Are there plans to upgrade hurricane shelters?
Dear Editor,
Jamaica is still counting the cost of Hurricane Melissa. Homes are being repaired, roads restored, and communities slowly stitched back together. These recovery efforts are necessary and commendable, especially in parishes that took the full force of the storm.
But while we rebuild what was broken, we must ask an uncomfortable question: Are we preparing for what is coming next?
The 2026 Atlantic hurricane season begins in six months. Yet there has been little public discussion about constructing new hurricane shelters specifically designed to withstand Category 5 storms. Jamaica continues to depend largely on designated shelters — schools and public buildings — that were never engineered for the extreme winds, storm surge, and prolonged isolation that now define modern hurricanes.

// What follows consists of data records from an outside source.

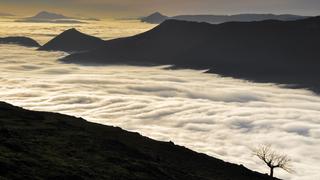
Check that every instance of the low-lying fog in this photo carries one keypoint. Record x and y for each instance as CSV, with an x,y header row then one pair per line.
x,y
223,117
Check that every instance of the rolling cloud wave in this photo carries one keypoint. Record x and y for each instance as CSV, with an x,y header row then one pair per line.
x,y
223,117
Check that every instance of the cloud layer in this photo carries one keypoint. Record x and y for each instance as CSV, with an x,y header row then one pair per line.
x,y
223,117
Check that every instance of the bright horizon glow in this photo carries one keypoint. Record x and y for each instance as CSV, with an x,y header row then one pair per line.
x,y
127,8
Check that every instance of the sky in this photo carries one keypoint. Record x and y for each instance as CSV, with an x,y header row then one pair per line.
x,y
133,8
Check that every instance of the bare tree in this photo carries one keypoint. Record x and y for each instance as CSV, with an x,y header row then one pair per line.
x,y
273,159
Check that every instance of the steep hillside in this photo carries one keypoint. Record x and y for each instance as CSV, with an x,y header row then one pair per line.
x,y
41,145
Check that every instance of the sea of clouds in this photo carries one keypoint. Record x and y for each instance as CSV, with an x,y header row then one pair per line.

Recently, The Bahamas opened a purpose-built hurricane shelter and community centre designed to survive Category 5 conditions. It is not just a shelter of last resort, but a daily-use community facility that transforms into a fortress during disasters. That example matters. Climate change is not a future threat, it is already reshaping the intensity and unpredictability of storms affecting the Caribbean.
Hurricane Melissa showed us how fragile even newer infrastructure can be. If public buildings constructed in recent decades can suffer severe damage, what confidence should citizens have that ordinary shelters will hold when the next major storm makes landfall at full strength?
Preparedness cannot be reduced to shelter lists and press briefings during emergencies. It requires hard decisions about engineering standards, investment priorities, and transparency. Are we planning Category-5-rated shelters? If so, where? If not, why?
Recovery without resilience is repetition. Each hurricane season we promise to “build back better”, yet we rarely build forward — towards structures designed for the storms we know are coming. The question is not whether Jamaica can afford to construct hardened hurricane shelters. The real question is whether we can afford not to.
Six months is not a long time. The time to begin that conversation — and those constructions — is now, before the next storm forces it upon us.